Dilansir dari Kompas, Vice President Public Relations KAI, Anne Purba, menjelaskan bahwa setiap individu yang menggunakan jasa kereta api memiliki hak yang sama dalam mendapatkan jaminan keamanan dan keselamatan selama perjalanan.
"Kalau berbicara tentang keselamatan, kita tidak berbicara tentang gender. Siapapun yang berada di atas kereta memiliki hak yang sama untuk keselamatan," ujar Anne Purba, Vice President Public Relations KAI.
Pihak manajemen menyebut bahwa pemisahan gerbong untuk penumpang perempuan merupakan langkah preventif guna mencegah tindakan pelecehan di ruang publik.

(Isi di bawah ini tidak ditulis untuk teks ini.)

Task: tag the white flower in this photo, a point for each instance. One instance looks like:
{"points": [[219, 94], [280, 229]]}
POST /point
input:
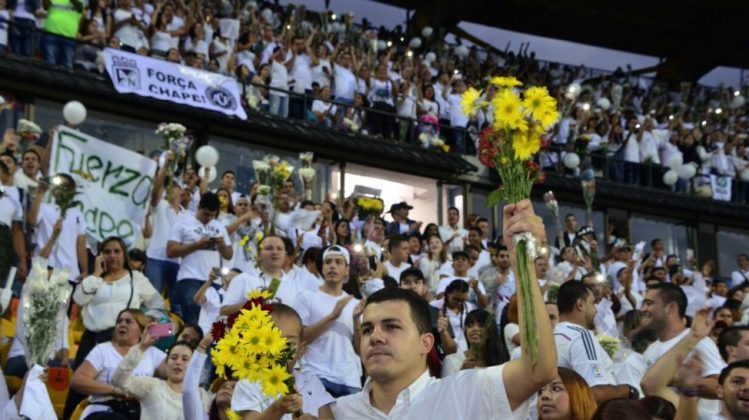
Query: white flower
{"points": [[307, 174]]}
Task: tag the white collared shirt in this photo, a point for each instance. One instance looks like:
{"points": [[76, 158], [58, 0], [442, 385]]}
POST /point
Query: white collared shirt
{"points": [[468, 394]]}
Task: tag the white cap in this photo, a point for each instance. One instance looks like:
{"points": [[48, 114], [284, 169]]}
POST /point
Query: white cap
{"points": [[337, 250]]}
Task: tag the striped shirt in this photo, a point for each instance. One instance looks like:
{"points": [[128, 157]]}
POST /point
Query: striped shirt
{"points": [[579, 350]]}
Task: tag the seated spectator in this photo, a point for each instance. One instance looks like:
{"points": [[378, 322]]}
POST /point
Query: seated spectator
{"points": [[484, 345], [94, 376]]}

Kebijakan ini murni bersifat layanan tambahan demi kenyamanan penumpang.
"Di beberapa wilayah seperti Yogyakarta, KRL bahkan tidak memiliki gerbong wanita. Ini lebih kepada layanan tambahan, bukan faktor penentu safety," jelas Anne Purba, Vice President Public Relations KAI.
Terkait insiden kecelakaan yang terjadi baru-baru ini, Anne memastikan bahwa proses evaluasi terus berjalan secara intensif. Langkah ini dilakukan bersama Komite Nasional Keselamatan Transportasi (KNKT) serta Direktorat Jenderal Perkeretaapian (DJKA).
"Ada atau tidak ada kejadian besar, evaluasi pasti dilakukan. Apalagi ini menyangkut keselamatan. Kami menunggu hasil audit dan rekomendasi dari KNKT," katanya Anne Purba, Vice President Public Relations KAI.
Selain fokus pada audit internal dan investigasi teknis, KAI turut memberikan peringatan kepada masyarakat luas terkait risiko kecelakaan. Perusahaan menuntut kedisiplinan para pengguna jalan raya saat melintasi jalur perlintasan sebidang untuk mencegah jatuhnya korban.